We also want to compare the optimized results to uniformly sampled results:

uniform_result = combi.sample_uniform()

And compare the histograms:

optimization_result["cost"].plot(
    kind="hist",
    bins=50,
    edgecolor="black",
    weights=optimization_result["probability"],
    alpha=0.6,
    label="optimized",
)
uniform_result["cost"].plot(
    kind="hist",
    bins=50,
    edgecolor="black",
    weights=uniform_result["probability"],
    alpha=0.6,
    label="uniform",
)
plt.legend()
plt.ylabel("Probability", fontsize=16)
plt.xlabel("cost", fontsize=16)
plt.tick_params(axis="both", labelsize=14)

png

Let us plot the solution:

best_solution = optimization_result.solution[optimization_result.cost.idxmin()]
best_solution = [best_solution["x"][i] for i in range(len(best_solution["x"]))]
best_solution
[1, 0, 1, 1, 0, 0, 0, 1]
print(
    f"Quantum Solution: num_sets={int(sum(best_solution))}, sets={[sub_sets[i] for i in range(len(best_solution)) if best_solution[i]]}"
)
Quantum Solution: num_sets=4, sets=[[1, 2, 3, 4], [6, 7], [8, 9, 10], [2, 5, 8]]

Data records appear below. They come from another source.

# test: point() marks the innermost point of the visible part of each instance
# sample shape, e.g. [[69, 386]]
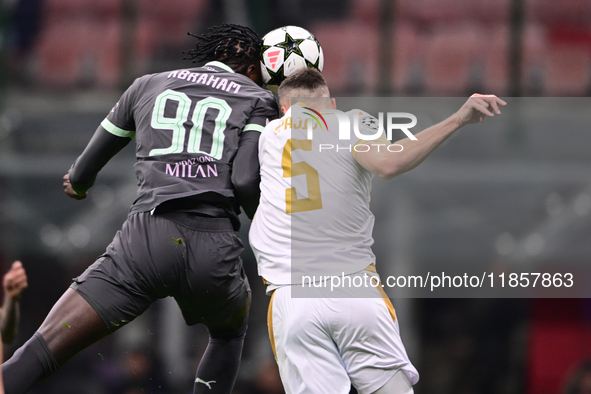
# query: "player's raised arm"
[[245, 169], [101, 148], [14, 283], [410, 153]]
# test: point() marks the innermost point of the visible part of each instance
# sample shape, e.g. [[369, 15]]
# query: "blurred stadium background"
[[515, 192]]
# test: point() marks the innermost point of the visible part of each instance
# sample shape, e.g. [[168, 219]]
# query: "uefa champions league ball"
[[287, 49]]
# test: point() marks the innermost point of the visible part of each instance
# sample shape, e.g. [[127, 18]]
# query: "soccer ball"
[[286, 50]]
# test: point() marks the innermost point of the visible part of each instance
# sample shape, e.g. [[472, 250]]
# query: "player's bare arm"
[[386, 165], [14, 282], [101, 148]]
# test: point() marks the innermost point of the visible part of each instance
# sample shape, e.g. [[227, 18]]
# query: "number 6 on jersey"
[[290, 169]]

Comparison to a classical solver

Lastly, we can compare to the classical solution of the problem:

from pyomo.opt import SolverFactory

solver = SolverFactory("couenne")
solver.solve(set_cover_model)
classical_solution = [
    int(pyo.value(set_cover_model.x[i])) for i in range(len(set_cover_model.x))
]
print("Classical solution:", classical_solution)
Classical solution: [1, 1, 1, 1, 0, 0, 0, 0]
print(
    f"Classical Solution: num_sets={int(sum(classical_solution))}, sets={[sub_sets[i] for i in range(len(classical_solution)) if classical_solution[i]]}"
)
Classical Solution: num_sets=4, sets=[[1, 2, 3, 4], [2, 3, 4, 5], [6, 7], [8, 9, 10]]

References

[1]: Integer Programming (Wikipedia).

[2]: Farhi, Edward, Jeffrey Goldstone, and Sam Gutmann. "A quantum approximate optimization algorithm." arXiv preprint arXiv:1411.4028 (2014).

[3]: Barkoutsos, Panagiotis Kl, et al. "Improving variational quantum optimization using CVaR." Quantum 4 (2020): 256.